L'axe Danané-frontalière guinéenne est entièrement bitumé. (Photo : Saint-Tra Bi)
L'axe Danané-frontalière guinéenne est entièrement bitumé. (Photo : Saint-Tra Bi)
L'axe Danané-frontalière guinéenne est entièrement bitumé. (Photo : Saint-Tra Bi)

Frontière ouest Côte d’Ivoire - Guinée : Comment les populations riveraines vivent la fermeture

Le 15/09/21 à 10:13
modifié 15/09/21 à 10:13
Après la découverte d’un cas suspect d’Ebola en provenance de la Guinée, le 11 août 2021, le gouvernement ivoirien a durci la mesure de fermeture de ses frontières terrestres avec ce pays. Voyage à l’une de ces frontières.
Dans la localité frontalière de Gbapleu, située à 48 km de Danané, dans l’extrême ouest de la Côte d’Ivoire, le poste de contrôle des forces de sécurité et de défense éveille la curiosité de tout visiteur. Un poste mixte flambant neuf inauguré en février 2019 qui regroupe des éléments des Forces armées de Côte d’Ivoire (Fanci), de la gendarmerie, des douanes ivoiriennes et des Eaux et Forêts.
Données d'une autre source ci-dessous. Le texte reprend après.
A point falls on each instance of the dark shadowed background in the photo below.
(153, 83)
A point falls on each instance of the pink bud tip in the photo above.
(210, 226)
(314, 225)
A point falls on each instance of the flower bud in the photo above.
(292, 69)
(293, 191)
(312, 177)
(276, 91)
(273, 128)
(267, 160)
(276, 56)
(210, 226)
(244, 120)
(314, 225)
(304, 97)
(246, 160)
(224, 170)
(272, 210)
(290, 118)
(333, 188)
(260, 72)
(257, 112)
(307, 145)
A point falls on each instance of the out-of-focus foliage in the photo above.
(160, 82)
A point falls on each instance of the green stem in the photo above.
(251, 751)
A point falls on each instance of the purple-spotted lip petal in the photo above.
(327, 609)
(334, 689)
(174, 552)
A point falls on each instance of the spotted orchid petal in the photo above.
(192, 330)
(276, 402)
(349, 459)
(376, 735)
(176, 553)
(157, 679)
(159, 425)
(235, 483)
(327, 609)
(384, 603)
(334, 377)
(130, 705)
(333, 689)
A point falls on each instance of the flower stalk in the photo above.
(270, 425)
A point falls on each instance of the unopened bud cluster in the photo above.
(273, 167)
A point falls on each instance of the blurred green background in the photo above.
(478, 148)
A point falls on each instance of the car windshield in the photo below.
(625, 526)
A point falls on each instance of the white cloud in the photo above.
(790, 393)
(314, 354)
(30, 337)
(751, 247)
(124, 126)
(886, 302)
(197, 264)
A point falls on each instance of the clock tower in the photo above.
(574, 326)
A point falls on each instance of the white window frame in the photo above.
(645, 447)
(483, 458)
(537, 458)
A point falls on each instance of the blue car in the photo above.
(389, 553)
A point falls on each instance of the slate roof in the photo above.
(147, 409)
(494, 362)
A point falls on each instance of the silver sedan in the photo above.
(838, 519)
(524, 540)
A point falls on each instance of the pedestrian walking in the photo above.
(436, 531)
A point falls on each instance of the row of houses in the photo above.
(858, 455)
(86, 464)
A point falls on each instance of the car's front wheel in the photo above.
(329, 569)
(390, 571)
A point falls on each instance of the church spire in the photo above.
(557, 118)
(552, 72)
Ce joyau situé en face du village guinéen de Gouela, sur l’autre rive du fleuve Goué servant de frontière naturelle entre les deux pays, n’est pas connecté au réseau électrique. Il fonctionne à l’aide d’un groupe électrogène. De plus, le réseau de téléphonie mobile est défaillant, de sorte que les éléments des forces ivoiriennes sur place sont obligés d’utiliser les réseaux guinéens.

A ce point de passage officiel entre la Côte d’Ivoire et la Guinée, situé à 48 kilomètres de Danané, règne, ces derniers temps, un silence inhabituel. Les trottoirs d’ordinaire occupés par des vendeurs ambulants et des camions sont quasiment vides. Il n’y a que les éléments des forces ivoiriennes qui sont présents sous des hangars, pour se mettre à l’abri de la fine pluie qui nous accueille ce 4 septembre 2021.

Certains sont aux différents postes de contrôle, quand d’autres sont devant une boutique qui distille de la musique du pays. Trois d’entre eux échangent juste à côté des sanitaires préfabriqués hermétiquement fermés et opérationnels. Ces locaux sont destinés à accueillir des cas suspects de personnes infectées par le virus d’Ebola ou celui de la Covid-19. Jusque-là, ils n’ont pas enregistré de cas, mais les équipes de l’Institut national d’hygiène publique restent sur le qui-vive et les agents que nous avons interrogés veillent au grain pour appliquer les mesures prises par le gouvernement.

Au poste de contrôle sanitaire, le seau pour le lavage des mains est bien en vue. Les bouteilles de savon liquide et de gel hydro-alcoolique sont pleines. Le seau de recueillement de l’eau usée est vide, signe que les usagers qui se présentent pour le lavage de main sont rares et cela est manifestement dû à la fermeture de la frontière. Nous nous lavons les mains avant d’engager des échanges avec les maîtres des lieux. ‘’ Bienvenue au poste de Gbapleu, merci de venir partager notre solitude !’’, nous lance un jeune gendarme.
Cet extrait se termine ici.